The third: if the first two provisions are considered, but there is a wish bigger, then it is possible to use two hybrid systems working in cluster couple, synchronous, steady against accidents, which provides not only storage of identical copies of data, but also completely identical placement of these data at the storage levels. Even if one of storage systems will be entirely put out of action, then data loss or a stop of the application will not occur, and after recovery of faulty system the cluster can synchronize data and their placement on levels on both systems.
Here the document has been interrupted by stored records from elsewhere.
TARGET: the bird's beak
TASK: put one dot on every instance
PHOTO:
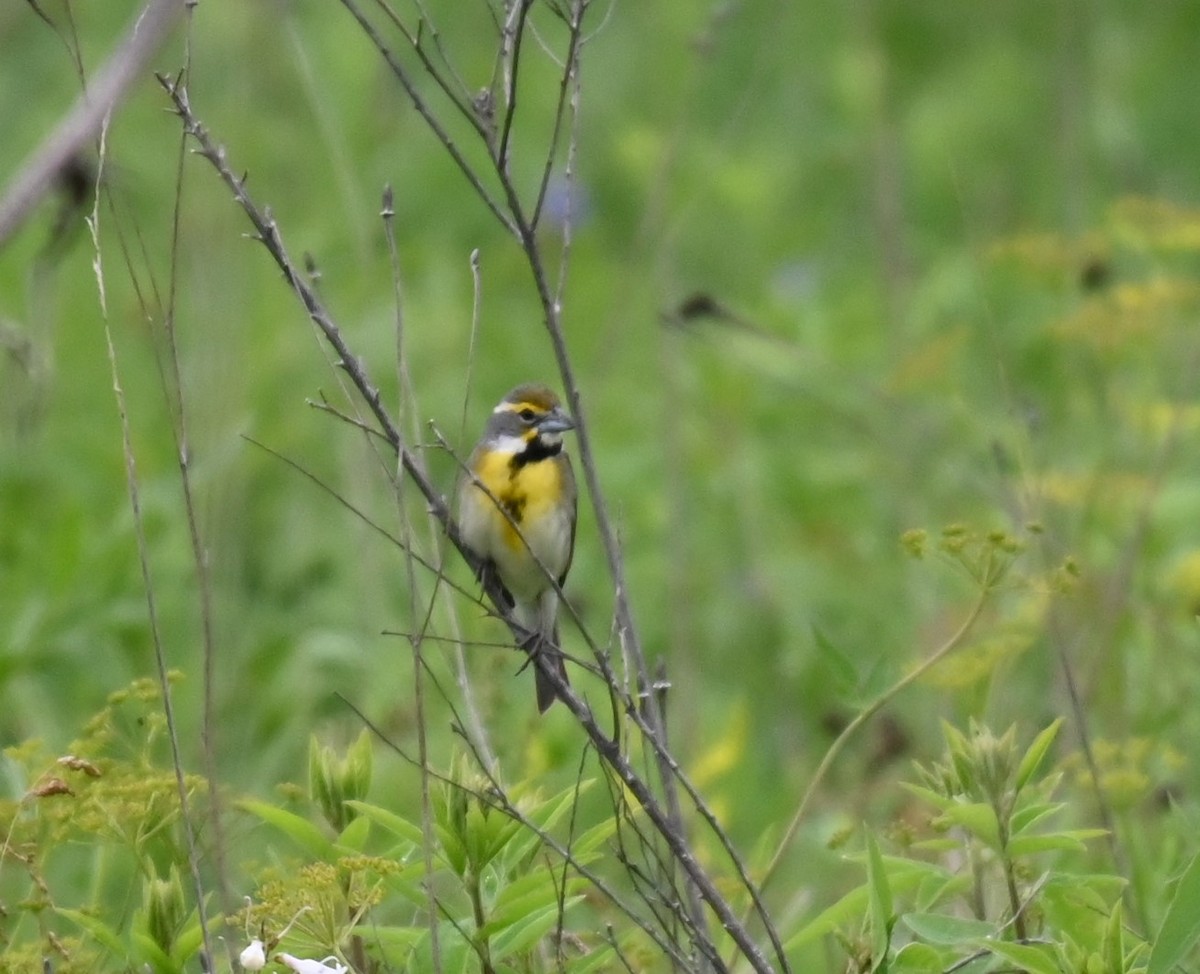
(556, 421)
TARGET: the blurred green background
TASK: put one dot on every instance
(839, 270)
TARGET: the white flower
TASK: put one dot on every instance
(304, 966)
(253, 957)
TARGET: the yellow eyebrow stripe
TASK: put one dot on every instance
(505, 407)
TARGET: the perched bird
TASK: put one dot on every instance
(516, 511)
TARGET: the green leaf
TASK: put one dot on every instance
(99, 930)
(841, 666)
(1033, 960)
(1181, 926)
(880, 903)
(942, 929)
(396, 943)
(589, 841)
(1036, 752)
(595, 959)
(977, 818)
(1114, 942)
(354, 836)
(527, 932)
(153, 955)
(523, 896)
(300, 830)
(390, 822)
(1031, 815)
(904, 876)
(1073, 840)
(929, 795)
(919, 959)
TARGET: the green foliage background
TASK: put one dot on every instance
(954, 251)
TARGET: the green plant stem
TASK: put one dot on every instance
(869, 711)
(477, 905)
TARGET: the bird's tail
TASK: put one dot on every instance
(546, 653)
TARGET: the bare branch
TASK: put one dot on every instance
(431, 120)
(81, 125)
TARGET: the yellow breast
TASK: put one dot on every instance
(533, 497)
In general, I share opinion that good backup has to be integrated not only with application level, but also with productive storage system and be able both to bekapit, and to recover separate data units is similar to snepshota. And it seems that approximately such tendency is noted in the market of backup at present.
In these reasonings I intentionally adhered only to protection and recovery of hybrid SHD. The question about a flash systems will be discussed in one of the following articles. Stay tuned!
This article is a translation of the original post at habrahabr.ru/post/269933/
If you have any questions regarding the material covered in the article above, please, contact the original author of the post.
If you have any complaints about this article or you want this article to be deleted, please, drop an email here: email@example.com.
We believe that the knowledge, which is available at the most popular Russian IT blog habrahabr.ru, should be accessed by everyone, even though it is poorly translated.
Shared knowledge makes the world better.